In particular to the XXX video we now stand at thousands of comments most of which have no real value pro or con gematria, and anybody that wishes to add something has  limited chance to get their opinion seen.  The notification first serve home court advantage.  Deleted criticism is another home court edge.  Add the edge of the author pinned comment highlighting the top choice.  There’s no way it’s going to be anything but pro gematria.  Here’s the pinned comment on the XXX Eclipse Sacrifice video:
Here’s why you are all wrong to criticize me for being wrong because I was really right.  The follow up video is more of the same.  It’s a variation of “they flipped the script on me”.  See, X’s murderer has a cross tattoo!  That’s what the evil empire coded into this all along!  I can’t babysit every individual blog post and video, but I can always point out specific details if asked, most related to faulty logic.

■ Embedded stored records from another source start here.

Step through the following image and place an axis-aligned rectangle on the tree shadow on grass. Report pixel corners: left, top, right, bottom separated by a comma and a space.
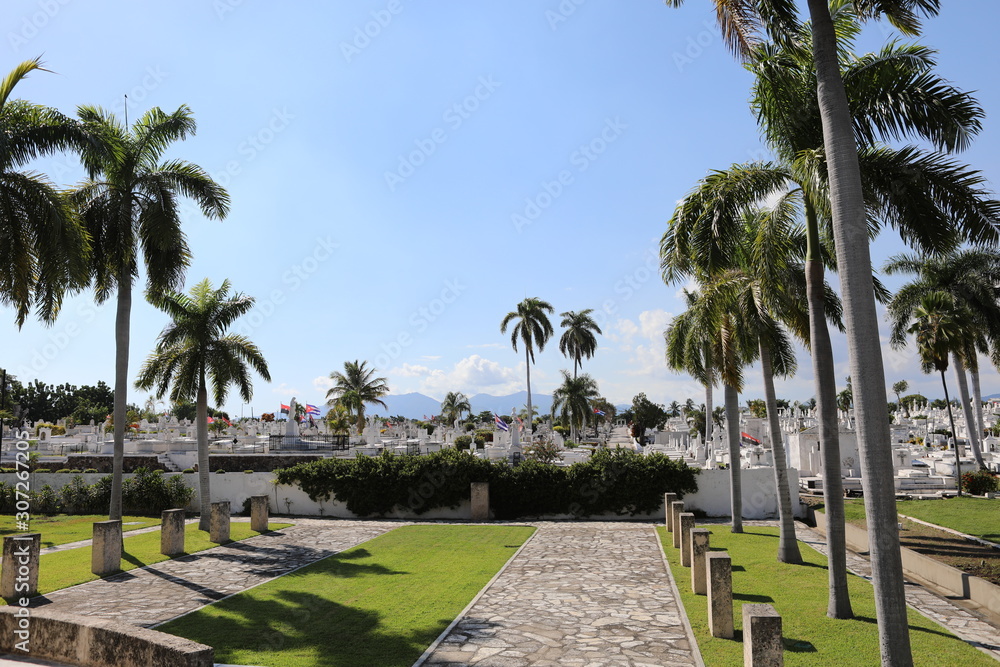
157, 591, 450, 667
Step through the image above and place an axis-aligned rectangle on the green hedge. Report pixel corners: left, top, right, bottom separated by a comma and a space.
275, 449, 698, 519
0, 468, 194, 516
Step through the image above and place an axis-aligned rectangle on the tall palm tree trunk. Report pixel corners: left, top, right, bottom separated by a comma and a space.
758, 339, 802, 565
969, 363, 986, 454
195, 374, 212, 530
108, 276, 132, 521
809, 0, 913, 667
806, 253, 854, 619
524, 345, 535, 444
951, 352, 986, 470
941, 368, 962, 496
705, 376, 715, 458
728, 384, 743, 533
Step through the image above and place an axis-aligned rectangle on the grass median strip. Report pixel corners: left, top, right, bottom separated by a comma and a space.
156, 525, 534, 667
657, 524, 996, 667
0, 521, 292, 604
0, 514, 160, 549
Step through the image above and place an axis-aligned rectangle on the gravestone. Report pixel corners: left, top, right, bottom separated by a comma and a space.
90, 520, 122, 577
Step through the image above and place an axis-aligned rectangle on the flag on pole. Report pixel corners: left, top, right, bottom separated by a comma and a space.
493, 412, 510, 431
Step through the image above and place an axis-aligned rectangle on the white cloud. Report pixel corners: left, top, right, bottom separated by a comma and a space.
387, 354, 524, 397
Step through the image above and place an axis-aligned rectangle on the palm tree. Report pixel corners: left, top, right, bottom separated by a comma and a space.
666, 0, 962, 666
664, 289, 717, 456
0, 58, 96, 327
135, 278, 271, 530
559, 308, 604, 377
72, 105, 229, 520
907, 292, 971, 496
326, 359, 389, 433
892, 380, 910, 417
441, 391, 472, 424
552, 371, 601, 443
884, 249, 1000, 469
500, 297, 553, 438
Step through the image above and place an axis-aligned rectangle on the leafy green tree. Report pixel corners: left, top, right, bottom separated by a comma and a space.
908, 292, 972, 495
552, 371, 600, 443
72, 106, 229, 520
0, 58, 94, 327
556, 308, 603, 377
326, 359, 389, 433
884, 249, 1000, 468
441, 391, 472, 424
136, 278, 271, 530
632, 393, 668, 445
500, 297, 554, 432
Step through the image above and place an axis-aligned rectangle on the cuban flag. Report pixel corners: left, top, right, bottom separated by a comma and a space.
493, 412, 510, 431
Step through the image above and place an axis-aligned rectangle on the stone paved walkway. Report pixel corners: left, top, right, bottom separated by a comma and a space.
424, 522, 702, 667
34, 517, 406, 627
795, 521, 1000, 660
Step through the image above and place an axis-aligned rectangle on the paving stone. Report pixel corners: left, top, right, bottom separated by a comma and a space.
424, 522, 698, 667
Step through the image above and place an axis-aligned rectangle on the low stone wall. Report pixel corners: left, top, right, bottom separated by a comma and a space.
65, 454, 167, 475
0, 607, 215, 667
815, 512, 1000, 619
0, 464, 805, 521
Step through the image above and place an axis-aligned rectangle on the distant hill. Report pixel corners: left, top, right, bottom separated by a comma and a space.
469, 391, 552, 415
376, 392, 441, 419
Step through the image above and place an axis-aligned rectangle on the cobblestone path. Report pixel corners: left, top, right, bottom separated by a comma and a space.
795, 521, 1000, 660
424, 522, 702, 667
34, 517, 406, 627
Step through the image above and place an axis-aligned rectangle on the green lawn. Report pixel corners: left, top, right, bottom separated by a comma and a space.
0, 514, 160, 549
156, 525, 534, 667
0, 521, 292, 604
658, 524, 996, 667
896, 496, 1000, 543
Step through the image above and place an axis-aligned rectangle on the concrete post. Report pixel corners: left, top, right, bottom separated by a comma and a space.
160, 510, 184, 556
90, 520, 122, 577
0, 533, 42, 600
688, 528, 709, 595
679, 512, 694, 567
705, 551, 733, 639
670, 500, 684, 549
663, 493, 677, 533
250, 496, 270, 533
208, 500, 229, 544
472, 482, 490, 521
743, 604, 785, 667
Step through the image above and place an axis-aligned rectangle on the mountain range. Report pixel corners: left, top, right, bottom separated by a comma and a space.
376, 391, 552, 419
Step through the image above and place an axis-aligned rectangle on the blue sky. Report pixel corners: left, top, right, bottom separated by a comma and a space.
0, 0, 1000, 414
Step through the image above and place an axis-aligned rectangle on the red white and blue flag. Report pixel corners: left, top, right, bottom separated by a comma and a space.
493, 412, 510, 431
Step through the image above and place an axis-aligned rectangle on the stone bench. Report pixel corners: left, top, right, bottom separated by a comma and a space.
0, 607, 215, 667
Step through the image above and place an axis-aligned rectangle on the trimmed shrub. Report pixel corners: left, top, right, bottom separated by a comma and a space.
962, 470, 998, 496
275, 438, 698, 519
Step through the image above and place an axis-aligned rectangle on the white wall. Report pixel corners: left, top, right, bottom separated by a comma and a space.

I’m big on complaining without offering a solution.  And I do offer one.  YouTube might have cleaned house right after Parkland and done some actual work on reviewing bullying and harrassing material.  They should get more serious about it.  They should do more work on keywords in the recommendations that automatically flag a video for review by staff before it explodes into a debate.  How they implement this?  I have no clue.  It would require actually spending money they don’t want to do.  So we’re stuck with people being offended that YouTube claims to care about as Community Guidelines that really looks like nothing has or will change.